Chapter 17 OLE Documents and Embedding Containers

There are things, and there are places to put things.

Tony Williams, Microsoft OLE Architect

In our kitchen, my wife and I have about 150 resealable plastic storage units in all shapes and sizes, from tiny ones that hold barely a quarter cup to ones that should hold enough salad to feed a cast of thousands. (OK, so I'm exaggerating slightly.) Some are square, some are round, some have such unusual shapes that they can't be stacked in our freezer. Some are clear, some are bold seventies colors (such as avocado), and some are recycled yogurt containers that say, "Sell by June 1, 1962." (OK, so I'm exaggerating again.) Some we obtained as gifts from Mom, some we bought ourselves, and at least one I found at a campground in the Cascade Mountains. (No, I'm not exaggerating.)

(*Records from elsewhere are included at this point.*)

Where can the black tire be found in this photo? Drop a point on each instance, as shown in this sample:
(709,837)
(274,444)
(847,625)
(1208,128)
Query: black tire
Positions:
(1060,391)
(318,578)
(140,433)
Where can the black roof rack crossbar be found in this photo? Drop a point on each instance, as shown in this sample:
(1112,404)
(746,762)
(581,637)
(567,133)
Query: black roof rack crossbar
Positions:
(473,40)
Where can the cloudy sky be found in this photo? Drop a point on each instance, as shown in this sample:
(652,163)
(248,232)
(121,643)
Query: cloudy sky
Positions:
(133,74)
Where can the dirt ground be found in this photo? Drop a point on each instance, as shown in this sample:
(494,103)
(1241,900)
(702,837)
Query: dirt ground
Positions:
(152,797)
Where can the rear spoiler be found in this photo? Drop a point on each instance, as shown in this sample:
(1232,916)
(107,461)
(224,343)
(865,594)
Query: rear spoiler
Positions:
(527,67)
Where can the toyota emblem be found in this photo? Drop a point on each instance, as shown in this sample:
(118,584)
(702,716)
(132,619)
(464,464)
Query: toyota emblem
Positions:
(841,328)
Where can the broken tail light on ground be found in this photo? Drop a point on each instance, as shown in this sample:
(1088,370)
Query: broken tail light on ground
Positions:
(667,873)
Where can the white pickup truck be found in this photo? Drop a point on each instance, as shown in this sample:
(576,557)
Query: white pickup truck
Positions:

Besides the ubiquitous plastic, there are boxes, bins, pots, jugs, jars, cans, bags, baskets, bottles, and small paper packets containing powders with ingredient lists long enough to choke a toastmaster. What lives inside these various storage units is just as diverse. Some contain dry goods such as assortments of beans, lentils, split peas, stone-ground whole wheat flour, rye flour, brown rice, couscous, millet, Wheat Chex, and spinach grown according to the California Organic Foods Act of 1990. Others, in the refrigerator, hold at least five different kinds of soups, last week's radishes, tomorrow's lunch, and usually some sort of edible yet unidentifiable leftover.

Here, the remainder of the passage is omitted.